Une sorte de dictionnaire personnel pour
s’aventurer sur toutes les surfaces du corps. Visage, épaule, ventre, sein et
doigts. Tout part de soi et y revient de toute façon. Ce corps donné qui
grandit, change, s’affirme, mute, se transforme avec les grandes étapes de la
vie que tout humain doit franchir.
« Oui parfaitement ! le corps inclut le
sens tout en étant le sens, l’intention principale, le corps inclut l’âme mais
n’est pas moins l’âme », écrivait Walt Whitman. L’être et la conscience, le
regard et la sensation de faire partie du grand tout. Et ces murs, ces
obstacles à franchir. L’adolescence, l’arrivée des seins chez les femmes et les
menstruations, les mutations si différentes chez les hommes. Je me souviens de
ces moments où je guettais l’apparition de la barbe sur mes joues, des poils
sous mes bras. J’étais convaincu que c’était par le poil que je deviendrais un homme.
Ce fut long et un matin j’ai deviné plus que vu, le fameux duvet qui allait
devenir ma barbe. Ce malaise aussi quand le regard de l’autre se pose sur soi,
ce jugement qui blesse souvent ou peut vous procurer le plus grand des bonheurs.

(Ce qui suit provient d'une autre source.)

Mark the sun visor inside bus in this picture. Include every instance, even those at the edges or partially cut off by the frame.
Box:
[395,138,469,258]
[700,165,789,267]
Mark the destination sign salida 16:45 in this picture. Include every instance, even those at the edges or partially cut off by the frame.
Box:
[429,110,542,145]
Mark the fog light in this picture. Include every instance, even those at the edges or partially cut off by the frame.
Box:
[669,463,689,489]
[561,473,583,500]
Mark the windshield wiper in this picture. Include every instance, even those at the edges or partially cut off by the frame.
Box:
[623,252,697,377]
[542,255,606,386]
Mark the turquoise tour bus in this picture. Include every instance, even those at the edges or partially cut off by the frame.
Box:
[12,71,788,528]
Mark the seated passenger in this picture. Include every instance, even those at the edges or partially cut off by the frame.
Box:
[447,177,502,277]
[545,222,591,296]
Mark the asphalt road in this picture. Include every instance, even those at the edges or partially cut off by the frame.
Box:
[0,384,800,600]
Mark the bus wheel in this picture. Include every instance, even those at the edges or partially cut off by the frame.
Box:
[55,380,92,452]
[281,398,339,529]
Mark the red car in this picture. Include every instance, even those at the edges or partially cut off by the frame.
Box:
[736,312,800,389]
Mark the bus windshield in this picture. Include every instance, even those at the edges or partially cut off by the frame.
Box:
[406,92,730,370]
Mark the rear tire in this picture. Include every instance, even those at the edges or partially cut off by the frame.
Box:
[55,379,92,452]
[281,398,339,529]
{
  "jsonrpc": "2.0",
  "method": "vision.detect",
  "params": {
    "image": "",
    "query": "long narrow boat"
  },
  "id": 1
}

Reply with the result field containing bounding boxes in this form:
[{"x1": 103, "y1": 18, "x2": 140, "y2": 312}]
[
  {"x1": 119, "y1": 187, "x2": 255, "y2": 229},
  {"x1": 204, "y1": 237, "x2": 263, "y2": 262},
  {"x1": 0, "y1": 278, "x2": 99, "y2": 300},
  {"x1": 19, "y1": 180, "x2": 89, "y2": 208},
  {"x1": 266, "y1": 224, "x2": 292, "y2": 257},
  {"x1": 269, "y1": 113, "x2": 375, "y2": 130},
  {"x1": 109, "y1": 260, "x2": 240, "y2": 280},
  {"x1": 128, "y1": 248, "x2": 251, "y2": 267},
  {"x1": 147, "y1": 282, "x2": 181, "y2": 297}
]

La chaleur insupportable de cette
chambre m’a réveillée. Bouche sèche. J’ai trainé ma nudité vers la fenêtre du
jour qui se levait pour laisser l’hiver entrer. Réalisant, dans un sursaut de
lucidité, qu’un voisin pourrait me voir, je n’ai eu pour moi-même qu’une
étrange pensée : la beauté de mes seins.
PROJET
L’entreprise de Catherine Voyer-Léger demande
de l’audace et de la franchise. Tous avons des hésitations, des aspects que
nous aimerions changer. Certains iront jusqu’à la chirurgie pour corriger un
nez, des seins ou une hanche. Pas facile d’aborder ces sujets sans se censurer.
Nous nous heurtons toujours à des pudeurs, des hésitations. Cela nous pousse à
taire certaines choses ou à éviter de discuter de certains aspects de notre
vie. Le corps est une mémoire aussi. Un doigt, le ventre, une épaule, une
cicatrice nous rappellent un moment de notre enfance ou de notre vie d’adulte.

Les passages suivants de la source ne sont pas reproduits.